Last year, the Federation of School Governing Bodies took the department to the Constitutional Court over admission regulations. Under the current regulations, a child can attend a school within a 5km radius of their home or parents' work.

In January, Gauteng Education MEC Panyaza Lesufi said they wanted to increase the radius to 30km in an effort to change school demographics and redraw boundaries.

The court gave the department 12 months to set fresh rules to determine feeder zones.

At the start of the 2017 academic year, Lesufi said the department had asked for a month's extension to submit the proposed feeder zones and that they would be ready when the 2018 application process started. But this hasn't been the case.

Gauteng education spokesperson Oupa Bodibe said: “The department has not published any information on feeder zones as yet. The department is currently busy with the conceptualisation and planning related to the determination of feeder zones. Once these processes have been finalised, consultation will be undertaken with stakeholders.”

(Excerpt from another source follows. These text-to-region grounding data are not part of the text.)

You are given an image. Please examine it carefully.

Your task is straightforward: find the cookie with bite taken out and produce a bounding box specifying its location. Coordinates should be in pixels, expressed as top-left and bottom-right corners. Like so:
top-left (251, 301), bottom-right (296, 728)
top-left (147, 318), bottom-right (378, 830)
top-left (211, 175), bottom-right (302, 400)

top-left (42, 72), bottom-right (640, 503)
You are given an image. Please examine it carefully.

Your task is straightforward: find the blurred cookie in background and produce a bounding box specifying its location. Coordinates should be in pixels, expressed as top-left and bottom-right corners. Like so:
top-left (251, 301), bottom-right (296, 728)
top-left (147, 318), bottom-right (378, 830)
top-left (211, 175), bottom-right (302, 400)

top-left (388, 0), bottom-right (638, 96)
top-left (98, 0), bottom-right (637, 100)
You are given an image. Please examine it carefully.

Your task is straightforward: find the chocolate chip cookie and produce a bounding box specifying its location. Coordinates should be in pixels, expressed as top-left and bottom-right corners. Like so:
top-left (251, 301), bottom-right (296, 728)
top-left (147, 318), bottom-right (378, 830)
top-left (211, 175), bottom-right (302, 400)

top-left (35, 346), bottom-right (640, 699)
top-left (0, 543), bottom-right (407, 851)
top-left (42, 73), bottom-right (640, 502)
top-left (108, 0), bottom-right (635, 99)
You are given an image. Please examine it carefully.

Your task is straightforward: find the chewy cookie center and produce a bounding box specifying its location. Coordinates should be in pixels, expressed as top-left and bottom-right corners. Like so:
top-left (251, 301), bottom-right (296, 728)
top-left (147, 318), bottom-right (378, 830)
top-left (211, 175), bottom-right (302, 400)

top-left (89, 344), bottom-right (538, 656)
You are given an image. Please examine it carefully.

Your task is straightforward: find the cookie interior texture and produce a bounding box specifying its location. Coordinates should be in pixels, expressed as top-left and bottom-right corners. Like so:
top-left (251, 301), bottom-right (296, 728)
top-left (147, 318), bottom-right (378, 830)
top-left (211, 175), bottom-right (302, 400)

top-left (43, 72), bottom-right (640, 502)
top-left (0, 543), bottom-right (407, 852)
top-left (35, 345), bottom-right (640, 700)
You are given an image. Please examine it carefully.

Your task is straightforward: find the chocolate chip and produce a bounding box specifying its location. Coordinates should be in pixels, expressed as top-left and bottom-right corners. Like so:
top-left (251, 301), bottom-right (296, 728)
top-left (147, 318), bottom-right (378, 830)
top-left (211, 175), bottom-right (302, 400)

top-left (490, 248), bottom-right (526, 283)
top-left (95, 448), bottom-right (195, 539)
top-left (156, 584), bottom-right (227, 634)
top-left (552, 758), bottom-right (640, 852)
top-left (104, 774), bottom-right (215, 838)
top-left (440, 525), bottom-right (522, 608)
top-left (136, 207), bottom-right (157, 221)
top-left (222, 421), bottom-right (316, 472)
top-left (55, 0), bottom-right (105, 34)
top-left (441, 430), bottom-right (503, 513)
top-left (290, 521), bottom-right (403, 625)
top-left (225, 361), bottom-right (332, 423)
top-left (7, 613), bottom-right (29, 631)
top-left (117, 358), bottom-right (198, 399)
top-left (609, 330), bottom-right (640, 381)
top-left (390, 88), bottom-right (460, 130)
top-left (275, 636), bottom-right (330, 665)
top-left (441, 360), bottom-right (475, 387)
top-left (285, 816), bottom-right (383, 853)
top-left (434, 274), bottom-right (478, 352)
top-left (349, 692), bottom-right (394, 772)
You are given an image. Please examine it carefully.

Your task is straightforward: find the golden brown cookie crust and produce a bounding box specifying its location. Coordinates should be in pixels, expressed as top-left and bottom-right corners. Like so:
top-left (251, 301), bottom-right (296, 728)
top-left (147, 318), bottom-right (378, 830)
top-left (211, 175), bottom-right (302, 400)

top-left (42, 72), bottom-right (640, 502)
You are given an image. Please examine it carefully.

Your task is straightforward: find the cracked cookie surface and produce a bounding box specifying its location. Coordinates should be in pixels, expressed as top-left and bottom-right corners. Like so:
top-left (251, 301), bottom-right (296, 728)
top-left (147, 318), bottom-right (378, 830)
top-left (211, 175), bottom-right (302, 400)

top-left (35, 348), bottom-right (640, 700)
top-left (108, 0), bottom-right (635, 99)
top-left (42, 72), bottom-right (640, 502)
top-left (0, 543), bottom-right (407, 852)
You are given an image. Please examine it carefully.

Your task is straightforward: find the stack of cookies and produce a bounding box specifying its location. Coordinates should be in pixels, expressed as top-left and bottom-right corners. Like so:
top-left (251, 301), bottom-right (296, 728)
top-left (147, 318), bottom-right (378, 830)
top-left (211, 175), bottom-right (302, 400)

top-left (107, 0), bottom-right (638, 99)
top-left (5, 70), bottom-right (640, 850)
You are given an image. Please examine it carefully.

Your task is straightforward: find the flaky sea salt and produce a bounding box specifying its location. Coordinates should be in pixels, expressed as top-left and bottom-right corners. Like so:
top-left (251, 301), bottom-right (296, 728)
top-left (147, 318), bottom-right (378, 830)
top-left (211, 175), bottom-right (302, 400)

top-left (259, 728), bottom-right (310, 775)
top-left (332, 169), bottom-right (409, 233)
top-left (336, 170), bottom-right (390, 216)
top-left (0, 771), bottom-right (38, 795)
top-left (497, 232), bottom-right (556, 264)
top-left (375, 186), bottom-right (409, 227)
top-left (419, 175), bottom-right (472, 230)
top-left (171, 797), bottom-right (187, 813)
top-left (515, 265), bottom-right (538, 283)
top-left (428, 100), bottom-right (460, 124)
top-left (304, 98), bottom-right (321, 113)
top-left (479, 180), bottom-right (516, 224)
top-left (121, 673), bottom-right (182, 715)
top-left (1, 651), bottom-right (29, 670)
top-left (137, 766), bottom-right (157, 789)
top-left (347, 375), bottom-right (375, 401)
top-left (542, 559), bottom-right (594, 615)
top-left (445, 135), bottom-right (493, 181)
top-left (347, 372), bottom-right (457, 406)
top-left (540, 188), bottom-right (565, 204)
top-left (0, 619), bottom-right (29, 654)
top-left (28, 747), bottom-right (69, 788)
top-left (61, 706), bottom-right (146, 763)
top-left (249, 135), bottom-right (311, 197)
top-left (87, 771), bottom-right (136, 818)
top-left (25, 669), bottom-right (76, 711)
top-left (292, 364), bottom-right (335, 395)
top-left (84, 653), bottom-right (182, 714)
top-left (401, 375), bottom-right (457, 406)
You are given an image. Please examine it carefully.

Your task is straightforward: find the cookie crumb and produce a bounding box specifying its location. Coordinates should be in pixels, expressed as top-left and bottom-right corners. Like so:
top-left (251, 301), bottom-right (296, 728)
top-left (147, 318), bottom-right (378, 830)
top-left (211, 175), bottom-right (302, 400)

The feeder zones are important because they determine which school a learner can apply to.

There are about 2300 primary and high schools in the province and all of them and their school governing bodies have to be consulted before the new regulations are published.

The department has set up district demarcation boards to assist with the consultation.

Bodibe said schools would be consulted once the proposals had been finalised.

Kathy Callaghan of the Governors Alliance said they had not been consulted on the proposed feeder zones. “As far as we know, schools have not been consulted. We will have to wait until next year because it is now too late to implement them.”

Bodibe said that so far, the online application system which was introduced last year had received 318000 applications for Grade 1 and Grade 8.

“However, if we exclude duplications, we have 218106,” he said.